The National Book Foundation is defending its decision to honor publisher W. Paul Coates, father of the influential journalist Ta-Nehisi Coates, with its Literarian lifetime achievement award, despite his press having published a work that’s been accused of being antisemitic.
In September, Jewish Insiderreported that Coates’s Black Classic Press, was continuing to publish The Jewish Onslaught, a 1993 work from then-Wellesly College Africana Studies Tony Martin.
The book describes the backlash Martin, who died in 2013, faced for teaching a discredited Nation of Islam book about the history of Jews involved in the slave trade. It also claims Jewish people joined the Civil Rights Movement to win acceptance from white elites as part of a larger “Jewish onslaught against Black progress.”
At the time of its publication, the book was heavily criticized by civil rights groups like the Anti-Defamation League and repudiated by the leadership of Wellesley College.
Ahead of the National Book Awards on Wednesday, the National Book Foundation defended its choice of Coates, who the foundation has described as “instrumental in preserving the legacy of remarkable writers and elevating works that have shaped our personal and collective understanding of the Black experience within the borders of the United States and around the globe.”
“The National Book Foundation condemns antisemitism, homophobia, Islamophobia, racism, and hatred in all its forms,” National Book Foundation executive director Ruth Dickey told the Jewish Telegraphic Agency on Monday in a statement. “The National Book Foundation also supports freedom of expression and the right of any publisher to make its own determination on what it chooses to publish. Anyone examining the work of any publisher, over the course of almost five decades, will find individual works or opinions with which they disagree or find offensive.”
The Independent has contacted Black Classic Press for comment.
The Jewish Onslaught no longer appears on the publisher’s site.
Black Classic Press, founded in 1978, is “dedicated to publishing obscure and significant works by and about people of African descent,” according to its website.
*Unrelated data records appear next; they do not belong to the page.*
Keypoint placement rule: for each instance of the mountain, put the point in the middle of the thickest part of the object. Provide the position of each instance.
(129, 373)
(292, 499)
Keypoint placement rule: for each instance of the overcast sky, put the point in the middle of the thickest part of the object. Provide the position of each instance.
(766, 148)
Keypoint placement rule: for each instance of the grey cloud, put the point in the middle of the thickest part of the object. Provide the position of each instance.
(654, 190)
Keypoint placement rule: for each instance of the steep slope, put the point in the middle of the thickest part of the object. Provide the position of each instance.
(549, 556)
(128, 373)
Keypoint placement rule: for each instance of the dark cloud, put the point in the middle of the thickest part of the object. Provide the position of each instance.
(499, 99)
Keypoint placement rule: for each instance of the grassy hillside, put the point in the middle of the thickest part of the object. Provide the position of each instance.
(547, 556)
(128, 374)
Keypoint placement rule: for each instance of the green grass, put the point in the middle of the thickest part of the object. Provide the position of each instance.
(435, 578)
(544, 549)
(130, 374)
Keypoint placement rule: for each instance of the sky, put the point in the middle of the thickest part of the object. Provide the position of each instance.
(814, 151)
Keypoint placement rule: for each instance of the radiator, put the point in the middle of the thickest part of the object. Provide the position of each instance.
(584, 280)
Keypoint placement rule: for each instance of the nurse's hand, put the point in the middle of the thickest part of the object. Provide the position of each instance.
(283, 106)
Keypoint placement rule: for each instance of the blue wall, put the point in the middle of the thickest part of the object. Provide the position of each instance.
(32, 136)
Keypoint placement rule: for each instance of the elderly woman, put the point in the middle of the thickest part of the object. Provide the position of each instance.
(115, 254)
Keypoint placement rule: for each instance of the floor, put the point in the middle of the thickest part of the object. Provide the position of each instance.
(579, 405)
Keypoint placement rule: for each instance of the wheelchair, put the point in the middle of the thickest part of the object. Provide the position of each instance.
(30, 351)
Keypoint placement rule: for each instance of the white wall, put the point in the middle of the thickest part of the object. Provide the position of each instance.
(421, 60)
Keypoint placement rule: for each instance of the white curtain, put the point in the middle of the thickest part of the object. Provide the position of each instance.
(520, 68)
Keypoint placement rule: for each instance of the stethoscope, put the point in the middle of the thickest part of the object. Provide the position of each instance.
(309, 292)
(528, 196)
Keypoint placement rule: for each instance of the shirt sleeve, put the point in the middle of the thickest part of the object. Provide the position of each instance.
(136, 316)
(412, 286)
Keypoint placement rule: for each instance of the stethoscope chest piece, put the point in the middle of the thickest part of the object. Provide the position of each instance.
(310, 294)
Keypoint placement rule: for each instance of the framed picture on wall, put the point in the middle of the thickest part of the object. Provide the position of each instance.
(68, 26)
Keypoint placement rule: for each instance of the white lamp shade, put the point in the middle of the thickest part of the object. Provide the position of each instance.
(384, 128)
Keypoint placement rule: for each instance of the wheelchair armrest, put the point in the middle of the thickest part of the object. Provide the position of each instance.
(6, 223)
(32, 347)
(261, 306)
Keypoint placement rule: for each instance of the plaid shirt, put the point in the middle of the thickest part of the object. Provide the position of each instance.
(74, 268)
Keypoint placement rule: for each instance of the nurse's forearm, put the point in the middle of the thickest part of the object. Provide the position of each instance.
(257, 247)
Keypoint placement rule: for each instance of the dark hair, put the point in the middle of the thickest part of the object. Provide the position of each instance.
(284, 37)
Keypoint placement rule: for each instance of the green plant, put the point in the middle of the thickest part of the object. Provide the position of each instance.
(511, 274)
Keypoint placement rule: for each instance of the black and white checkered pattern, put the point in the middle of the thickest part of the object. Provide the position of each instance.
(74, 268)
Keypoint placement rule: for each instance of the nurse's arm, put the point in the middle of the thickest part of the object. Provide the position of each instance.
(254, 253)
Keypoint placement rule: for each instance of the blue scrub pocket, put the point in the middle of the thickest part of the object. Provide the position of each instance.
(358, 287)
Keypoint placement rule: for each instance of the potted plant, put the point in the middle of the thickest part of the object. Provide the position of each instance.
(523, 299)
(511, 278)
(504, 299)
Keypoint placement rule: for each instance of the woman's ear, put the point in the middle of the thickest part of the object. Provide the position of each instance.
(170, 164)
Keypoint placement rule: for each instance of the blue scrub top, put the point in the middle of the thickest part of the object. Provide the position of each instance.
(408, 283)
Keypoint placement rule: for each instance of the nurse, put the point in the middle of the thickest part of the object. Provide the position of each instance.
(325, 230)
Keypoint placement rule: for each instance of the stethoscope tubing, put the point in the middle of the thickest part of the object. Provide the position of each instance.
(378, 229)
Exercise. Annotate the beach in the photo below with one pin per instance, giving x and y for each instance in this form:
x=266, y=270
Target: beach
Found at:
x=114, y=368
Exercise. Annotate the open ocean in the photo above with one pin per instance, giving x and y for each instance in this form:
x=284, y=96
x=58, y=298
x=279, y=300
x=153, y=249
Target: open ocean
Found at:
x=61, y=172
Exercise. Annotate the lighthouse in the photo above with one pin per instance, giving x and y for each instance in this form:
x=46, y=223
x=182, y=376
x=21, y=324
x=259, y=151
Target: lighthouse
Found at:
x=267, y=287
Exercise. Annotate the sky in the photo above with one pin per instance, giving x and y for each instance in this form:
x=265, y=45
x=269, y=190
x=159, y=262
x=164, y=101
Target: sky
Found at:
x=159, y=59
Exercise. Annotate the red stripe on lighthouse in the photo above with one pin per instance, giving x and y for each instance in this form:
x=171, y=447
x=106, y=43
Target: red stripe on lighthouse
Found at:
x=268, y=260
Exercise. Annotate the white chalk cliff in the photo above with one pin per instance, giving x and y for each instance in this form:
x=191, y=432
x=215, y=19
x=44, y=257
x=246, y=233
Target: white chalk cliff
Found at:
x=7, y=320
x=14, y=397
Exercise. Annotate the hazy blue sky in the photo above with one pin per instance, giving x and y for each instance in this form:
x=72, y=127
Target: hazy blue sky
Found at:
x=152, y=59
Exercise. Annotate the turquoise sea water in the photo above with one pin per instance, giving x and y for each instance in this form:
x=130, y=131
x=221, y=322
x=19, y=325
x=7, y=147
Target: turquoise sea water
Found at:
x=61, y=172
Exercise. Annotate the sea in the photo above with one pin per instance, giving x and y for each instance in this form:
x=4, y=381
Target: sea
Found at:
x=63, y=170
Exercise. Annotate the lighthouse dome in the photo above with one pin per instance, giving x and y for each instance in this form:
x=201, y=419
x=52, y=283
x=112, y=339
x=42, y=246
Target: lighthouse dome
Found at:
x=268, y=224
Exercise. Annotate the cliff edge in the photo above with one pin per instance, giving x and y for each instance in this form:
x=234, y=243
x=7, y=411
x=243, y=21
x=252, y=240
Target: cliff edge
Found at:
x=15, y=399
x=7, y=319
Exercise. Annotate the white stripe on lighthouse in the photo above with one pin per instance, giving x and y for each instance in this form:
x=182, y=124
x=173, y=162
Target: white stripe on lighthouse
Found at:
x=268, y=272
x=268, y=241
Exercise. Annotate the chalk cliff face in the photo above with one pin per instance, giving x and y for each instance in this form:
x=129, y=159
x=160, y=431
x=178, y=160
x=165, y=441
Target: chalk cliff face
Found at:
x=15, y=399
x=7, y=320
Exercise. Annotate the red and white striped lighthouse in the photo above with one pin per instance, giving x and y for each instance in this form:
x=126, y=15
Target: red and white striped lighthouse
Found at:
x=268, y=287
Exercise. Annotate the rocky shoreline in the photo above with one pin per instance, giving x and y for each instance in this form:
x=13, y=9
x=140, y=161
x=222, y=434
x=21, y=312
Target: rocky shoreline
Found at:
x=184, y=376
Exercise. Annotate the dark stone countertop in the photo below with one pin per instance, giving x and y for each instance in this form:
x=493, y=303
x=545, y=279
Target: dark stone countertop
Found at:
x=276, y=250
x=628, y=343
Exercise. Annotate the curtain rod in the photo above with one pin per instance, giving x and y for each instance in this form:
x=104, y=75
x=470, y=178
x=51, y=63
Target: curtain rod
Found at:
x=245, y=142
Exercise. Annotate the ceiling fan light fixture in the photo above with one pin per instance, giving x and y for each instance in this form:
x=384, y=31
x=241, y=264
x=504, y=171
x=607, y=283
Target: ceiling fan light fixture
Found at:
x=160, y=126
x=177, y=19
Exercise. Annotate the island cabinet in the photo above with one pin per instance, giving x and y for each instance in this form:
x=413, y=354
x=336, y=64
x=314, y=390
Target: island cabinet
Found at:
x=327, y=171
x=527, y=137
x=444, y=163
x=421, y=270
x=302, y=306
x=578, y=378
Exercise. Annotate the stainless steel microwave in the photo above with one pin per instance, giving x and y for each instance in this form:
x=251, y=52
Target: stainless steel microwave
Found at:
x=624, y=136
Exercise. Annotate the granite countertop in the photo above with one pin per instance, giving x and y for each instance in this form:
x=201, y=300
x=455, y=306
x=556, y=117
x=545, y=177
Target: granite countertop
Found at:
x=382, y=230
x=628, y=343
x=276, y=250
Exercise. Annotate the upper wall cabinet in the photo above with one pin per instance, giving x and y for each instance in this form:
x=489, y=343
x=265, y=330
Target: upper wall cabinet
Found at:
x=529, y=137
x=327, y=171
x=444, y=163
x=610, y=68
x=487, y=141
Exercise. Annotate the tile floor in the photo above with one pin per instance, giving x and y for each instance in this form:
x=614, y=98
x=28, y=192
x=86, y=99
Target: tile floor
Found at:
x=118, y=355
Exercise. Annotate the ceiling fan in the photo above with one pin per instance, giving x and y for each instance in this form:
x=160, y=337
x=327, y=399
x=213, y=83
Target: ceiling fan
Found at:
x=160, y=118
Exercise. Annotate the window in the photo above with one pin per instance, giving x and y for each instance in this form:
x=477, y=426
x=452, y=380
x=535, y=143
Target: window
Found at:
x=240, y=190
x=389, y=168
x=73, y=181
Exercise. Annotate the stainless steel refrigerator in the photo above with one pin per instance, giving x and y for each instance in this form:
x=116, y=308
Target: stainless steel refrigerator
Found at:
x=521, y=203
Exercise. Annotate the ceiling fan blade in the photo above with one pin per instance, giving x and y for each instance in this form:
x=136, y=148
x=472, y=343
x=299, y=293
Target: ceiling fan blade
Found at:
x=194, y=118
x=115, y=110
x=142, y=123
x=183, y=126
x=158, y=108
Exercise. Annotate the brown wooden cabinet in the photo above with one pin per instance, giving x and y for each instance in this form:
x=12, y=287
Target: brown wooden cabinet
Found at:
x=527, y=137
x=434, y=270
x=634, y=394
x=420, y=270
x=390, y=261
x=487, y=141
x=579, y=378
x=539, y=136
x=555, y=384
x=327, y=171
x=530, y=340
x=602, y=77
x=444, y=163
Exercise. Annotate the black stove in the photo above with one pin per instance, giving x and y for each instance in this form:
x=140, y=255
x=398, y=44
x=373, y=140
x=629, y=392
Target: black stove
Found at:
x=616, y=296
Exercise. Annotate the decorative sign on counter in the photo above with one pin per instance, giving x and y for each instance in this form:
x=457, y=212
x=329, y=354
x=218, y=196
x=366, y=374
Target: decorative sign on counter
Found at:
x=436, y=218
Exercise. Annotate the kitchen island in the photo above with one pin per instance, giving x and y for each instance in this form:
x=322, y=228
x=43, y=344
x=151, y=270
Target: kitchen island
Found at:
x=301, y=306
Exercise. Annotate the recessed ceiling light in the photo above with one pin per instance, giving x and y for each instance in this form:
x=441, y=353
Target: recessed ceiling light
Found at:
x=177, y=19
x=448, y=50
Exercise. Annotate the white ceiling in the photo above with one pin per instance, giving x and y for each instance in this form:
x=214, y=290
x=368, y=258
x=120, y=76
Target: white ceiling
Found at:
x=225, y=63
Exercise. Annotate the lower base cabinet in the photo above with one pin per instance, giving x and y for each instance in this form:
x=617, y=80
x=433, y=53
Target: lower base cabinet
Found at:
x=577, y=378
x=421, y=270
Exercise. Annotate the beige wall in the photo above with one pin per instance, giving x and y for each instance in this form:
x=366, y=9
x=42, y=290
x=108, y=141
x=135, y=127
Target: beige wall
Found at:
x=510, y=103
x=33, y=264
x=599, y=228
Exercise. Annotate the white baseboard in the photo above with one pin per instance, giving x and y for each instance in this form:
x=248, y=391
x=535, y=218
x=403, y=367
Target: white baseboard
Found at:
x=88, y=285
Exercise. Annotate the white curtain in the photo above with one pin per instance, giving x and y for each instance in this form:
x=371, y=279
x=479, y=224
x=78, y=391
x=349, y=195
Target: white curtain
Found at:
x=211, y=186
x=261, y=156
It has published lesser-known artistic and scholarly works, as well as re-issued books by well-known thinkers including Amiri Baraka and W. E. B. Du Bois.
Ta-Nehisi Coates, the publisher’s son, is a leading contemporary journalist and essayist, whose works including “The Case for Reparations” and Between the World and Me frequently concern race in America.
Coates’s new book, The Message, is in part about the Israel-Palestine conflict. It compares the inequalities and segregation between Jews and Palestinians in the West Bank to racial segregation between white and Black people in the U.S. during the Jim Crow era.